There is no dearth of schemes to create new subsidized low-income housing, usually of dubious durability and involving great expense. Measures to promote more efficient use of the existing housing stock, much of which was built for families larger than those now prevalent, have been forsworn. Yet Japan, Germany, and Finland provide tax credits for the creation of accessory apartments in owner-occupied housing, usually involving a tenth the cost of new construction, and the U.K. excludes room rentals received by owner-occupiers from income tax.

Transportation

The nation’s road system is permitted to deteriorate while congressmen fruitlessly strive to devise new infrastructure subsidy schemes. Yet a gradually increasing federal gasoline tax, with the new revenues passed through to the states via a credit for state gasoline taxes, would permanently remove some pork-barrel struggles from the Capitol building.
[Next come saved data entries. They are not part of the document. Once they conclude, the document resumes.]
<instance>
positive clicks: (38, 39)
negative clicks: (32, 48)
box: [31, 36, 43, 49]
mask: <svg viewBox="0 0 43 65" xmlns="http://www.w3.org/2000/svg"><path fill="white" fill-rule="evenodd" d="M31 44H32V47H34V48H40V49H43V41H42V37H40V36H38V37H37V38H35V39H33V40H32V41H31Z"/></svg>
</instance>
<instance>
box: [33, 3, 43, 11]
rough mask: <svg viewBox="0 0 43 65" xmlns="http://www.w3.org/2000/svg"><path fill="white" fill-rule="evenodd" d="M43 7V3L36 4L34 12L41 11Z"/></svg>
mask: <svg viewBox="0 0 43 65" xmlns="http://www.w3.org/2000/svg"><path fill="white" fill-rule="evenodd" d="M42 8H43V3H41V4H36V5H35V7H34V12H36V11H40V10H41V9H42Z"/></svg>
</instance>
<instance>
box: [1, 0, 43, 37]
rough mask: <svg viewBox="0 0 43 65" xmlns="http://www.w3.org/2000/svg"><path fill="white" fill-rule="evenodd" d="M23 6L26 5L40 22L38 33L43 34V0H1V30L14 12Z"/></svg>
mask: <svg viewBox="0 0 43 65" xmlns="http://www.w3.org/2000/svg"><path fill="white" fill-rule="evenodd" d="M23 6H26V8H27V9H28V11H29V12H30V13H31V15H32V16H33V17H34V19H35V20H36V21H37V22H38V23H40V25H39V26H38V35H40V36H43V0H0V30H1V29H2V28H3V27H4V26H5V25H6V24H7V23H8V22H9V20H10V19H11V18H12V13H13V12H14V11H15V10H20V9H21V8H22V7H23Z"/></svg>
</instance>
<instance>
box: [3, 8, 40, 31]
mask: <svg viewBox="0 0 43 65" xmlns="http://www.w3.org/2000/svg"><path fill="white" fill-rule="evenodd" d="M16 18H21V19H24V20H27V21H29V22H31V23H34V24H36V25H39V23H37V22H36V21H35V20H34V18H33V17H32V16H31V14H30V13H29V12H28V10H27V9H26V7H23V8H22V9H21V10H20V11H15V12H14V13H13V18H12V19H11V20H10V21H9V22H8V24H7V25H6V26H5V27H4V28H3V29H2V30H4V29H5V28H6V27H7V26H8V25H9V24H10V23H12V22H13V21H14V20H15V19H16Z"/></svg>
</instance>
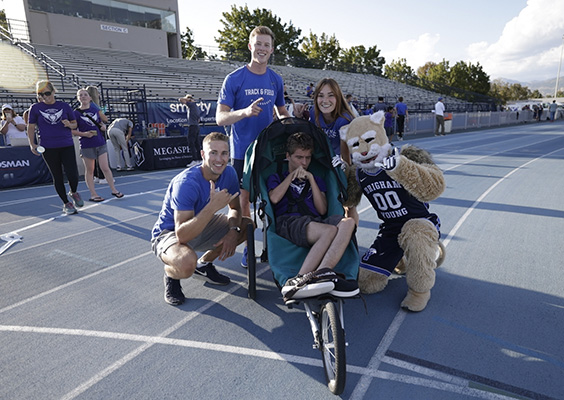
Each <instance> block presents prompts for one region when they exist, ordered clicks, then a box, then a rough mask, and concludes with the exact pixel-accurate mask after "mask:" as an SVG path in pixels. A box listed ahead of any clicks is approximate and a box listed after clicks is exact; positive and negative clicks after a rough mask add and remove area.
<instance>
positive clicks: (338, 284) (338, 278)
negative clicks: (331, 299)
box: [329, 274, 360, 297]
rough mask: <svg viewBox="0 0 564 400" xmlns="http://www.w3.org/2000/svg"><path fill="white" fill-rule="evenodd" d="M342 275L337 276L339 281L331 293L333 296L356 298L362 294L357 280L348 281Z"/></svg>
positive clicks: (337, 280)
mask: <svg viewBox="0 0 564 400" xmlns="http://www.w3.org/2000/svg"><path fill="white" fill-rule="evenodd" d="M339 275H341V274H337V279H336V280H335V281H334V282H335V288H334V289H333V290H331V291H330V292H329V294H332V295H333V296H337V297H354V296H356V295H357V294H359V293H360V289H359V288H358V282H357V281H355V280H346V279H344V278H343V277H342V276H339Z"/></svg>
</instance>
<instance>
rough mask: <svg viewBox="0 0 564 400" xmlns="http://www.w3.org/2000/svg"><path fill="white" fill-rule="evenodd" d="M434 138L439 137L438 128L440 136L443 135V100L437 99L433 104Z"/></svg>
mask: <svg viewBox="0 0 564 400" xmlns="http://www.w3.org/2000/svg"><path fill="white" fill-rule="evenodd" d="M435 120H436V124H435V136H439V127H440V128H441V136H444V135H445V103H444V102H443V98H442V97H439V100H437V103H436V104H435Z"/></svg>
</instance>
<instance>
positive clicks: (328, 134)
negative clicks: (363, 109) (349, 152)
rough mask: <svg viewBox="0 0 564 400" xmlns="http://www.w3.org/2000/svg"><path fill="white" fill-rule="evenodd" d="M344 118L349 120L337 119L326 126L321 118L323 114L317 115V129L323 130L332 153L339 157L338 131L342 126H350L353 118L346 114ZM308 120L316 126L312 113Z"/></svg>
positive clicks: (339, 141) (314, 120)
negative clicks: (330, 144) (321, 129)
mask: <svg viewBox="0 0 564 400" xmlns="http://www.w3.org/2000/svg"><path fill="white" fill-rule="evenodd" d="M346 116H347V117H348V118H349V119H347V118H343V117H339V118H337V119H336V120H335V121H333V122H332V123H330V124H328V123H326V122H325V119H324V118H323V114H319V127H320V128H321V129H322V130H323V132H325V134H326V135H327V137H328V138H329V143H331V147H332V148H333V151H334V152H335V154H336V155H338V156H340V155H341V136H340V133H339V130H340V129H341V128H342V127H343V126H345V125H348V124H350V123H351V121H352V119H353V117H352V116H351V115H349V114H348V113H347V114H346ZM309 120H310V122H313V123H314V124H315V125H317V121H316V120H315V113H313V112H312V113H311V114H310V116H309Z"/></svg>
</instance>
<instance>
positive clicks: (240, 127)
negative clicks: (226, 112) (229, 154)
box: [217, 66, 285, 160]
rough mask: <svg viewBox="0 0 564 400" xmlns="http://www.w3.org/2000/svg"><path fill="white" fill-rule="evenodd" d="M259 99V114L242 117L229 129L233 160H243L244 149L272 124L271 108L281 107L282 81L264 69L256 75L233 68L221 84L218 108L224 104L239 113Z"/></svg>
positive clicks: (241, 68) (244, 154)
mask: <svg viewBox="0 0 564 400" xmlns="http://www.w3.org/2000/svg"><path fill="white" fill-rule="evenodd" d="M261 97H262V98H263V101H262V102H260V103H259V106H260V107H261V108H262V111H261V113H260V114H259V115H258V116H256V117H250V118H243V119H242V120H240V121H238V122H236V123H234V124H233V125H232V127H231V138H232V141H233V158H234V159H238V160H243V159H245V152H246V151H247V147H249V145H250V144H251V143H252V142H253V141H254V140H255V139H256V138H257V137H258V135H259V133H260V132H261V131H262V130H263V129H264V128H266V127H267V126H268V125H269V124H270V123H271V122H272V115H273V112H274V107H275V106H283V105H284V104H285V101H284V82H283V81H282V78H281V77H280V75H278V74H277V73H276V72H274V71H272V70H271V69H270V68H267V70H266V73H264V74H262V75H257V74H254V73H252V72H251V71H249V69H248V68H247V66H243V67H240V68H238V69H236V70H235V71H233V72H232V73H230V74H229V75H227V76H226V77H225V80H224V81H223V86H222V88H221V91H220V92H219V98H218V100H217V103H218V105H219V104H224V105H226V106H229V107H231V109H233V110H241V109H243V108H247V107H248V106H250V105H251V104H252V103H253V102H254V101H255V100H257V99H259V98H261Z"/></svg>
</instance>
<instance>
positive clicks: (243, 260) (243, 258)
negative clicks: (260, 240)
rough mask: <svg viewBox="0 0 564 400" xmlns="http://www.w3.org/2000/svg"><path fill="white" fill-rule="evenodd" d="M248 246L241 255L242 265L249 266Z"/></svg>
mask: <svg viewBox="0 0 564 400" xmlns="http://www.w3.org/2000/svg"><path fill="white" fill-rule="evenodd" d="M247 254H248V253H247V246H245V248H244V249H243V257H241V267H243V268H248V266H249V263H248V262H247Z"/></svg>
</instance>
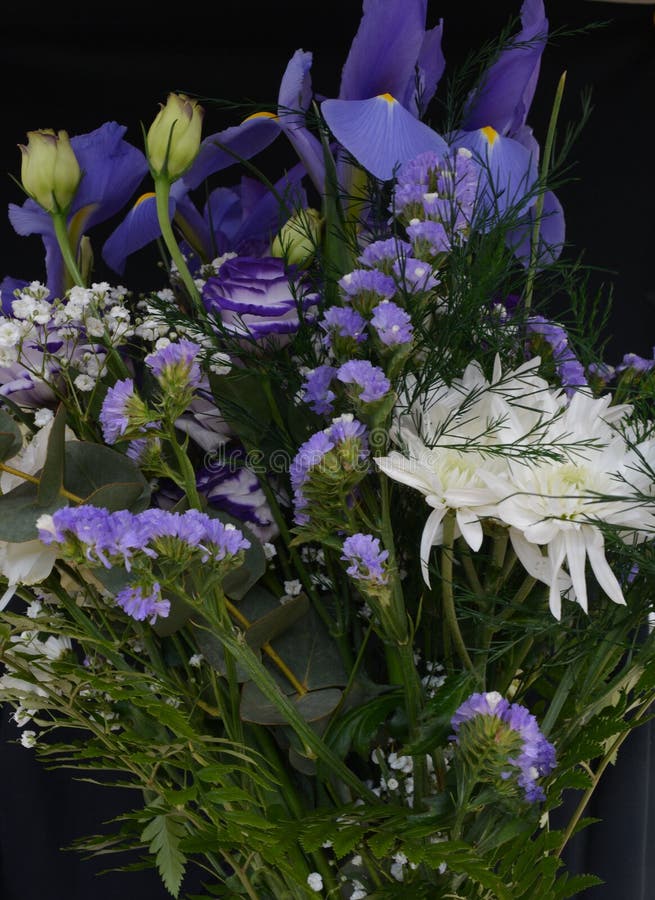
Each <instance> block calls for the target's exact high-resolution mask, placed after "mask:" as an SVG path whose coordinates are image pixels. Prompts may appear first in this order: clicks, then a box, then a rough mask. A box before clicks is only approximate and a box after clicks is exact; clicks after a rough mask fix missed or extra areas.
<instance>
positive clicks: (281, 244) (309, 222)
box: [271, 207, 322, 266]
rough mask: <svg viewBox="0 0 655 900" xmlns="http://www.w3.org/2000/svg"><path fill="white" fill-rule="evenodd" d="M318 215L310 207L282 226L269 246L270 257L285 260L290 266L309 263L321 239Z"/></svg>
mask: <svg viewBox="0 0 655 900" xmlns="http://www.w3.org/2000/svg"><path fill="white" fill-rule="evenodd" d="M321 225H322V220H321V216H320V213H319V212H318V211H317V210H315V209H312V208H311V207H309V208H307V209H303V210H301V211H300V212H298V213H296V214H295V215H293V216H291V218H290V219H289V220H288V221H287V222H286V223H285V224H284V225H283V226H282V228H281V229H280V231H279V232H278V234H277V235H276V236H275V238H274V240H273V243H272V244H271V256H277V257H279V258H280V259H284V260H286V262H287V263H288V264H289V265H292V266H304V265H307V263H309V261H310V260H311V258H312V257H313V255H314V253H315V252H316V248H317V247H318V244H319V241H320V237H321Z"/></svg>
Likewise, the interstate highway legislation should no longer bar the states from instituting road-pricing and congestion-charging schemes.

One hears nothing about such end runs from presidents or candidates of either party. There is before us only the prospect of endless partisan trench warfare.

George Liebmann, a Baltimore lawyer, is the author of numerous works on law and history, most recently Vox Clamantis In Deserto: An Iconoclast Looks At Four Failed Administrations (Amazon: 2021) and America’s Political Inventors (Bloomsbury: 2019).